- Theatrical release poster
- Catalan: Corredora
- Directed by: Laura García Alonso
- Screenplay by: Laura García Alonso; Pol Cortecans;
- Produced by: Miriam Porté; María Zamora; Àngels Masclans;
- Starring: Alba Sáez; Marina Salas; Àlex Brendemühl;
- Cinematography: Gina Ferrer
- Edited by: Marta Velasco
- Music by: Ylia
- Production companies: Distinto Films; Elastica Films; Dos Soles Media;
- Distributed by: Elastica
- Release dates: 8 March 2026 (Málaga); 29 May 2026 (Spain);
- Country: Spain
- Language: Catalan

= Runner (2026 Spanish film) =

Runner (Corredora) is a 2026 drama film directed by Laura García Alonso (in her debut feature) from a screenplay that she co-wrote with Pol Cortecans. It stars Alba Sáez.

== Plot ==
The plot follows elite runner Cris after she suffers a psychotic break that sets her apart from competition, managing to find understanding in her sister.

== Cast ==
- Alba Sáez as Cris
- Marina Salas as Natàlia
- Àlex Brendemühl

== Production ==
Corredora was produced by Distinto Films alongside Elastica Films and Dos Soles Media, with the participation of 3Cat and RTVE. It was shot in between Zaragoza and various locations across Catalonia. The project won a funding award valued in €10,000 for sound post-production services at the 8th European Work in Progress (EWIP) event in 2025.

== Release ==

Crew and cast members attending the 2026 Málaga Film Festival

The film was presented at the 29th Málaga Film Festival in March 2026. It was also programmed at the 10th BCN Film Fest. Elastica secured theatrical distribution in Spain, scheduling a 29 May 2026 release date. Latido Films acquired international sales rights.

== Reception ==
Raquel Hernández Luján of HobbyConsolas gave the film a 70-point score, declaring It a "notable" debut in both direction and writing duties for García Alonso.

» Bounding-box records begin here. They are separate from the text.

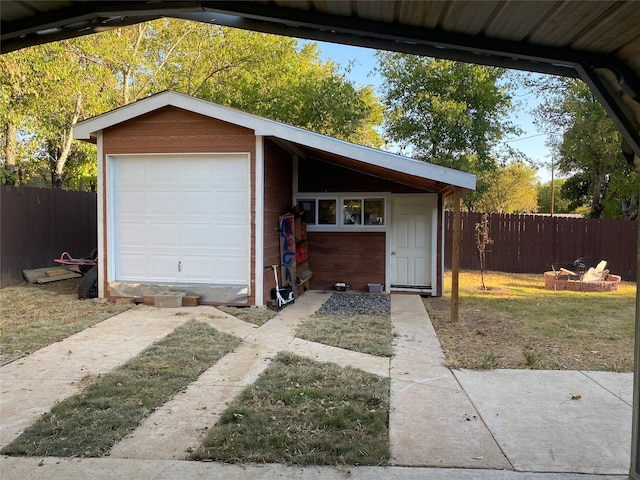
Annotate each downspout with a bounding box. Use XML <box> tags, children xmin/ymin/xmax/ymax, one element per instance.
<box><xmin>451</xmin><ymin>187</ymin><xmax>462</xmax><ymax>322</ymax></box>
<box><xmin>629</xmin><ymin>155</ymin><xmax>640</xmax><ymax>480</ymax></box>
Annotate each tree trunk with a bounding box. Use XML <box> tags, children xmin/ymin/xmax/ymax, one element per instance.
<box><xmin>51</xmin><ymin>94</ymin><xmax>82</xmax><ymax>188</ymax></box>
<box><xmin>590</xmin><ymin>174</ymin><xmax>605</xmax><ymax>218</ymax></box>
<box><xmin>4</xmin><ymin>122</ymin><xmax>18</xmax><ymax>173</ymax></box>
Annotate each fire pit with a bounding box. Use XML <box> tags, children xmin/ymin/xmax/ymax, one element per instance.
<box><xmin>544</xmin><ymin>271</ymin><xmax>621</xmax><ymax>292</ymax></box>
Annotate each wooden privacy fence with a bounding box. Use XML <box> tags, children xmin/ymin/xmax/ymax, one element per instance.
<box><xmin>0</xmin><ymin>185</ymin><xmax>98</xmax><ymax>287</ymax></box>
<box><xmin>445</xmin><ymin>212</ymin><xmax>638</xmax><ymax>281</ymax></box>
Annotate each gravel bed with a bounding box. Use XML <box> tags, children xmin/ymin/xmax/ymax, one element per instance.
<box><xmin>318</xmin><ymin>293</ymin><xmax>391</xmax><ymax>315</ymax></box>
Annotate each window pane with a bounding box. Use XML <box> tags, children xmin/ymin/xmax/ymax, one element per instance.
<box><xmin>298</xmin><ymin>198</ymin><xmax>316</xmax><ymax>225</ymax></box>
<box><xmin>318</xmin><ymin>200</ymin><xmax>336</xmax><ymax>225</ymax></box>
<box><xmin>364</xmin><ymin>198</ymin><xmax>384</xmax><ymax>225</ymax></box>
<box><xmin>342</xmin><ymin>198</ymin><xmax>362</xmax><ymax>225</ymax></box>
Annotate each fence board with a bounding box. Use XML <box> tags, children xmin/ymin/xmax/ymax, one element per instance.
<box><xmin>0</xmin><ymin>185</ymin><xmax>98</xmax><ymax>287</ymax></box>
<box><xmin>444</xmin><ymin>212</ymin><xmax>638</xmax><ymax>281</ymax></box>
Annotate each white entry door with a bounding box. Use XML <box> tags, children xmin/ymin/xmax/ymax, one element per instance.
<box><xmin>109</xmin><ymin>154</ymin><xmax>250</xmax><ymax>285</ymax></box>
<box><xmin>390</xmin><ymin>195</ymin><xmax>437</xmax><ymax>289</ymax></box>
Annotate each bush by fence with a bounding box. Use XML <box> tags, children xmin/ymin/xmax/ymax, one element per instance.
<box><xmin>445</xmin><ymin>212</ymin><xmax>638</xmax><ymax>281</ymax></box>
<box><xmin>0</xmin><ymin>185</ymin><xmax>98</xmax><ymax>287</ymax></box>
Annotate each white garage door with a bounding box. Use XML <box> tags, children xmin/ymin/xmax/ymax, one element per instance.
<box><xmin>109</xmin><ymin>154</ymin><xmax>251</xmax><ymax>285</ymax></box>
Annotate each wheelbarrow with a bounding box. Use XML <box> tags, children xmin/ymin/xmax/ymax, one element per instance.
<box><xmin>53</xmin><ymin>249</ymin><xmax>98</xmax><ymax>299</ymax></box>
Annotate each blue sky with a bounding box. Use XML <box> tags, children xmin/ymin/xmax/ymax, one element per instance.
<box><xmin>316</xmin><ymin>42</ymin><xmax>551</xmax><ymax>181</ymax></box>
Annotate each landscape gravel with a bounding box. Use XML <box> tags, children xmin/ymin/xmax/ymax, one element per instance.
<box><xmin>318</xmin><ymin>293</ymin><xmax>391</xmax><ymax>315</ymax></box>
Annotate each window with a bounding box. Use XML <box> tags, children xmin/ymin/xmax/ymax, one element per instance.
<box><xmin>364</xmin><ymin>198</ymin><xmax>384</xmax><ymax>225</ymax></box>
<box><xmin>297</xmin><ymin>198</ymin><xmax>316</xmax><ymax>225</ymax></box>
<box><xmin>296</xmin><ymin>196</ymin><xmax>385</xmax><ymax>229</ymax></box>
<box><xmin>342</xmin><ymin>198</ymin><xmax>362</xmax><ymax>225</ymax></box>
<box><xmin>318</xmin><ymin>199</ymin><xmax>336</xmax><ymax>225</ymax></box>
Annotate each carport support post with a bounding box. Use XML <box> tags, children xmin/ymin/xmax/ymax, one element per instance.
<box><xmin>629</xmin><ymin>160</ymin><xmax>640</xmax><ymax>480</ymax></box>
<box><xmin>451</xmin><ymin>187</ymin><xmax>462</xmax><ymax>322</ymax></box>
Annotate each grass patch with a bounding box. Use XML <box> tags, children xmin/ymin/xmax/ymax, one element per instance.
<box><xmin>296</xmin><ymin>314</ymin><xmax>393</xmax><ymax>357</ymax></box>
<box><xmin>2</xmin><ymin>321</ymin><xmax>238</xmax><ymax>457</ymax></box>
<box><xmin>216</xmin><ymin>306</ymin><xmax>278</xmax><ymax>326</ymax></box>
<box><xmin>424</xmin><ymin>271</ymin><xmax>636</xmax><ymax>372</ymax></box>
<box><xmin>0</xmin><ymin>280</ymin><xmax>130</xmax><ymax>355</ymax></box>
<box><xmin>195</xmin><ymin>353</ymin><xmax>389</xmax><ymax>465</ymax></box>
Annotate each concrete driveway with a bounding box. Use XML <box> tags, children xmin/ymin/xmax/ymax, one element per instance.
<box><xmin>0</xmin><ymin>292</ymin><xmax>633</xmax><ymax>480</ymax></box>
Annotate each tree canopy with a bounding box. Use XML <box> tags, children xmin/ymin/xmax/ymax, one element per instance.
<box><xmin>477</xmin><ymin>160</ymin><xmax>538</xmax><ymax>213</ymax></box>
<box><xmin>0</xmin><ymin>19</ymin><xmax>382</xmax><ymax>188</ymax></box>
<box><xmin>534</xmin><ymin>78</ymin><xmax>639</xmax><ymax>219</ymax></box>
<box><xmin>377</xmin><ymin>52</ymin><xmax>518</xmax><ymax>208</ymax></box>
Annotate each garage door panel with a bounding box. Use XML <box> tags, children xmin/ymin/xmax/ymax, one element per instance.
<box><xmin>115</xmin><ymin>189</ymin><xmax>146</xmax><ymax>218</ymax></box>
<box><xmin>146</xmin><ymin>158</ymin><xmax>181</xmax><ymax>186</ymax></box>
<box><xmin>182</xmin><ymin>162</ymin><xmax>218</xmax><ymax>186</ymax></box>
<box><xmin>216</xmin><ymin>156</ymin><xmax>249</xmax><ymax>186</ymax></box>
<box><xmin>212</xmin><ymin>223</ymin><xmax>249</xmax><ymax>251</ymax></box>
<box><xmin>213</xmin><ymin>254</ymin><xmax>248</xmax><ymax>284</ymax></box>
<box><xmin>214</xmin><ymin>190</ymin><xmax>251</xmax><ymax>218</ymax></box>
<box><xmin>147</xmin><ymin>222</ymin><xmax>181</xmax><ymax>248</ymax></box>
<box><xmin>117</xmin><ymin>221</ymin><xmax>149</xmax><ymax>248</ymax></box>
<box><xmin>119</xmin><ymin>252</ymin><xmax>149</xmax><ymax>281</ymax></box>
<box><xmin>109</xmin><ymin>154</ymin><xmax>250</xmax><ymax>285</ymax></box>
<box><xmin>182</xmin><ymin>223</ymin><xmax>218</xmax><ymax>248</ymax></box>
<box><xmin>183</xmin><ymin>255</ymin><xmax>215</xmax><ymax>283</ymax></box>
<box><xmin>148</xmin><ymin>252</ymin><xmax>183</xmax><ymax>282</ymax></box>
<box><xmin>181</xmin><ymin>190</ymin><xmax>215</xmax><ymax>216</ymax></box>
<box><xmin>114</xmin><ymin>162</ymin><xmax>146</xmax><ymax>186</ymax></box>
<box><xmin>146</xmin><ymin>191</ymin><xmax>180</xmax><ymax>216</ymax></box>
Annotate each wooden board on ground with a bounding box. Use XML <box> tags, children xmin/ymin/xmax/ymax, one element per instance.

Sergi Sánchez of Fotogramas rated the film 4 out of 5 stars, billing it as "perhaps the horror film that the most naturalistic Polanski would have made if he were a fan of athletics".

Philipp Engel of Cinemanía rated the film 3½ out of 5 stars, commending it as "a compelling indictment of the maddening absurdity of the culture of success".

María Adell Carmona of Ara rated the "stimulating" film 3½ out of 5 stars, considering the first 15 minutes involving the protagonist's psychotic episode a model example of tense psychological thriller.